Both RMSEs are very close. The model fits the test dataset only very slightly worse than the train one, so it looks like we don’t have a big problem with overfitting. That’s good news! It means that we can be reasonably confident we can use this model for predictions.

However, it’s also very important that we understand what this does not tell us. It is important to realize that both our train and test datasets were drawn from the same population. So we cannot be as confident that we can make predictions outside of this population. For example, if a house is outside of the zipcodes represented in this dataset or went for sale outside of the 2014-2015 years represented here, we cannot be as confident about our predictions. That disclaimer out of the way, let’s try out a prediction that we can reasonably make.

Making predictions

Let’s say there was a house for sale in zip code 98116 that was 2,000 square feet with 4 bedrooms.
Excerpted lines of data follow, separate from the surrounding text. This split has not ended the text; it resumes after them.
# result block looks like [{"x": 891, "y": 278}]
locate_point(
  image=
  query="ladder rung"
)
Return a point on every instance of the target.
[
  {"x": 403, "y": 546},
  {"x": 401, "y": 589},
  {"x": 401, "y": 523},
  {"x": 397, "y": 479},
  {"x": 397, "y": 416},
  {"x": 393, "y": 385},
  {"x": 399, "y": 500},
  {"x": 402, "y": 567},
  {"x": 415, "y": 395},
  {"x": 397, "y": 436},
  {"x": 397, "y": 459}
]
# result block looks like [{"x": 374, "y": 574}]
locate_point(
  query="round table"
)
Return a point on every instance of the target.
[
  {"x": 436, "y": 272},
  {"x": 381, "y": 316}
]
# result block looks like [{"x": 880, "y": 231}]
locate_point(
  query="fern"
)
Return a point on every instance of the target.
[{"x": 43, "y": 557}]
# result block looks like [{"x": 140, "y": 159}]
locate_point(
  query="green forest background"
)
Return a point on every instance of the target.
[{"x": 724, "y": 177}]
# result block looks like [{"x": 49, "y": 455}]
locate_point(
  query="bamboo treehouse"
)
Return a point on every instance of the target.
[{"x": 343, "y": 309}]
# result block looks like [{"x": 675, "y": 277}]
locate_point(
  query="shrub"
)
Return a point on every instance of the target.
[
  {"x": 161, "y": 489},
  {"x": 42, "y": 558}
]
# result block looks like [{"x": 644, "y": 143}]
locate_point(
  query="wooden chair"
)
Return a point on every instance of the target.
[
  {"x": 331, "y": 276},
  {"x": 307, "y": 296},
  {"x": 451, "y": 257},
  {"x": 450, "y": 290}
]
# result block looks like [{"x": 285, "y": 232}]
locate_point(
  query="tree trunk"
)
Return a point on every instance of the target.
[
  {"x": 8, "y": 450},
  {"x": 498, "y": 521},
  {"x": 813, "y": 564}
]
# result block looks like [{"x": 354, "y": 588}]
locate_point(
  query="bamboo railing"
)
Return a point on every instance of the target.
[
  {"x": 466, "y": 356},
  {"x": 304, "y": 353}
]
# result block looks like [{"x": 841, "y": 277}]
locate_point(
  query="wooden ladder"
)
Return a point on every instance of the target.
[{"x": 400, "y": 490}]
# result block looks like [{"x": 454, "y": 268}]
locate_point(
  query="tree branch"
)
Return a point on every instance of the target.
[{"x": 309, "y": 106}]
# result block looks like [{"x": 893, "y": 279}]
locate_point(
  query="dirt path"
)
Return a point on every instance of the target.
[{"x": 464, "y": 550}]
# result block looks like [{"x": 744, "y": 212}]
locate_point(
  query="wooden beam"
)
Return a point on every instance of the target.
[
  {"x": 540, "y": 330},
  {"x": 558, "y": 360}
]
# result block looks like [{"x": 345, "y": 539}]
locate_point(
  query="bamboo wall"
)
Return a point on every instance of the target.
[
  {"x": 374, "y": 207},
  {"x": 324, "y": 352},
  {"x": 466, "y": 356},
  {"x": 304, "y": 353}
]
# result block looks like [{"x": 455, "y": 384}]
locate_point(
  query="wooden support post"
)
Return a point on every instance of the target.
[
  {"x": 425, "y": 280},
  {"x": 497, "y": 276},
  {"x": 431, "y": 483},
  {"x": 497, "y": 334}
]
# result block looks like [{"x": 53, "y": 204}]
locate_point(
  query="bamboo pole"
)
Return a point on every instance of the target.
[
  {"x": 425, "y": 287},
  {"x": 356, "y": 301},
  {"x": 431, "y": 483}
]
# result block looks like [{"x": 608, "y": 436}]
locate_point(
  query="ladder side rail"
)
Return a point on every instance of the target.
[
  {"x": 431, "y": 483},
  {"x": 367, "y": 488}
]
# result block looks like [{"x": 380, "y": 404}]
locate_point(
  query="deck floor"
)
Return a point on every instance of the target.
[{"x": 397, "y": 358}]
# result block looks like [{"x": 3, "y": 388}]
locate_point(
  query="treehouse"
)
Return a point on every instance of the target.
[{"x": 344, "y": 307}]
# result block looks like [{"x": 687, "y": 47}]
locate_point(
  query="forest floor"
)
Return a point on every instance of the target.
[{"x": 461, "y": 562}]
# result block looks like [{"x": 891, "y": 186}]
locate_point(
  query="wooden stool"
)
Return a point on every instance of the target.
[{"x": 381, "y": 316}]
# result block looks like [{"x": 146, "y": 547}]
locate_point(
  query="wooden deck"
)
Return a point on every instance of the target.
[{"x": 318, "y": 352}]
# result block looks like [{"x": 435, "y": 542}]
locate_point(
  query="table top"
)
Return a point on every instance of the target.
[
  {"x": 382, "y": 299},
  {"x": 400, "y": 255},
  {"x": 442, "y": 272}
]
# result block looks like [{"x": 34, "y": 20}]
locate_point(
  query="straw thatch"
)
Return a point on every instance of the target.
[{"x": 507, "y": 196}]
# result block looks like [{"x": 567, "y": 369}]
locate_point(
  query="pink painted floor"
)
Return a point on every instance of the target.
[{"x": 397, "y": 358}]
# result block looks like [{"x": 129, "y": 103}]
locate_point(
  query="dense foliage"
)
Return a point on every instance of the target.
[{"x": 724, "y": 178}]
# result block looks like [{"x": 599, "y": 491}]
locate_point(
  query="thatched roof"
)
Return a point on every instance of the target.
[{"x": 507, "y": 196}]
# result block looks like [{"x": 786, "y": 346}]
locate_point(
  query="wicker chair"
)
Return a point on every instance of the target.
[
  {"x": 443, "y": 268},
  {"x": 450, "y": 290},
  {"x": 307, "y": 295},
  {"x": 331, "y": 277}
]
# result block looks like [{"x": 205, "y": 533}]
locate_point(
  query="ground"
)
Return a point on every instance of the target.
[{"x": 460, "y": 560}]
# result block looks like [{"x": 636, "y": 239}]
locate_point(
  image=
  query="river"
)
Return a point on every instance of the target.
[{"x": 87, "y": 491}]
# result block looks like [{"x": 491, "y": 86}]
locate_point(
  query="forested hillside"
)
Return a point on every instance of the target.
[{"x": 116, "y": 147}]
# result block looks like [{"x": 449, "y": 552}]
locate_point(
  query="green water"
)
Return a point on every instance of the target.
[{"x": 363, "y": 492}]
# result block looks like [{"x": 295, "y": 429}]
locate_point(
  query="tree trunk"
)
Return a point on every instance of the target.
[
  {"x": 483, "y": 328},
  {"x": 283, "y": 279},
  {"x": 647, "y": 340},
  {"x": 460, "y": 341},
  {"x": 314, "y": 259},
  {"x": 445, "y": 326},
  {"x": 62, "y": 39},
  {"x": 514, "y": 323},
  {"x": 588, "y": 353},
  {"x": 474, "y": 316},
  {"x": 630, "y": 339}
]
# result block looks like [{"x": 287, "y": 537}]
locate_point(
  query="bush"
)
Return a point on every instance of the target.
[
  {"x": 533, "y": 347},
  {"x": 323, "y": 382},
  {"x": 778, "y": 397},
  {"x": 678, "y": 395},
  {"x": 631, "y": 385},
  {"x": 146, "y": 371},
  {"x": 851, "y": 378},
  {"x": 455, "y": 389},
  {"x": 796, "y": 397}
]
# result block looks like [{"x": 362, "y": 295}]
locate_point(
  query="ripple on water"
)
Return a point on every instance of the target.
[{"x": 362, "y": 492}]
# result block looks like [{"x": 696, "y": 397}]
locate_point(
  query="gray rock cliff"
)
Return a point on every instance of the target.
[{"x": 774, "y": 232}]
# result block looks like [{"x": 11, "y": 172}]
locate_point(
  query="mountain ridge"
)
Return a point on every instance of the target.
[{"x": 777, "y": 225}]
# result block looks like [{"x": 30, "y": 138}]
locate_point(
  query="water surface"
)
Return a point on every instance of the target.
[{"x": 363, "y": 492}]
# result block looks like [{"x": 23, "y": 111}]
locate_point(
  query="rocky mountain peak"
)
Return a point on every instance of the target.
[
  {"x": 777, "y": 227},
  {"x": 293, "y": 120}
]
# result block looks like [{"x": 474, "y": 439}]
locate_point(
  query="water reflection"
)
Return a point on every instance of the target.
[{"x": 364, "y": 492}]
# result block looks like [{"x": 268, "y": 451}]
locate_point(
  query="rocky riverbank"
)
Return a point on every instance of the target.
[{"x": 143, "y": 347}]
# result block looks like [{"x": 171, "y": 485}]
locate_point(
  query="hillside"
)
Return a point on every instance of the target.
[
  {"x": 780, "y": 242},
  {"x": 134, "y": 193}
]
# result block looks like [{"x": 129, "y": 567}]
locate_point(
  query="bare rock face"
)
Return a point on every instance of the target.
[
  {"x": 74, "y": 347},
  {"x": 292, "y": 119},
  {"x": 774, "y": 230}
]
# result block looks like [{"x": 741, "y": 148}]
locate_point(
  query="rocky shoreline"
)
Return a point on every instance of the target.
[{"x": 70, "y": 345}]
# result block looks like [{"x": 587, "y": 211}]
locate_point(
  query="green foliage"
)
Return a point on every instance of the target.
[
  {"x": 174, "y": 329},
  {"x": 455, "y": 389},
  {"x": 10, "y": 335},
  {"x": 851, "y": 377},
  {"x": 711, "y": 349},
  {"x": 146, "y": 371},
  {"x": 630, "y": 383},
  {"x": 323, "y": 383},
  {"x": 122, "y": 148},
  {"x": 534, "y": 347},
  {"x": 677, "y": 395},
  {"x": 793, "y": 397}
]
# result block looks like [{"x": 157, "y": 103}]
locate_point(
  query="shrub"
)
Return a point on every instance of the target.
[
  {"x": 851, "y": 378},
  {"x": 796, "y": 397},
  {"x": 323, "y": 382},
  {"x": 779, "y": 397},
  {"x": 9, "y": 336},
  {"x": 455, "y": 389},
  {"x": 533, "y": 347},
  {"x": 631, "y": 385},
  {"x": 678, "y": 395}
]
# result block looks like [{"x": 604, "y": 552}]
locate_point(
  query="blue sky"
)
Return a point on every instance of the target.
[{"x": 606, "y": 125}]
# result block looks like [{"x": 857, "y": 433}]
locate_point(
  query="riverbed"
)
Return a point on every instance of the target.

We want to use our model to predict what it will sell for. R makes this easy!

First we want to create a new dataframe that includes this information. We want to make sure we name the variables in accordance with the conventions used in our test dataset. We can do this like so:

newhouse = data.frame(log10sqftliving = log10(2000), bedrooms = 4, zipcode = 98116)

Now we can simply run the predict function on our model, calling a newdata argument on our new newhouse dataframe.

prediction <- predict(model3, newdata = newhouse)

Now to see the value of our prediction, we can simply run the prediction object.

prediction

##        1 
## 5.800897

This outcome may not be terribly useful in itself. Recall that this is a log transformed variable, so we’ll likely want to transform it back into a raw number for clarity’s sake. We can do this like so:

10^prediction

##        1 
## 632262.3

And there we have it! Our best guess for the price of this house is about $630,000. We can use this predict function to estimate the 2014/2015 value of any house in King County as long as we know its zipcode, square footage, and number of bedrooms. Linear regression is pretty simple, but it can be a very powerful tool!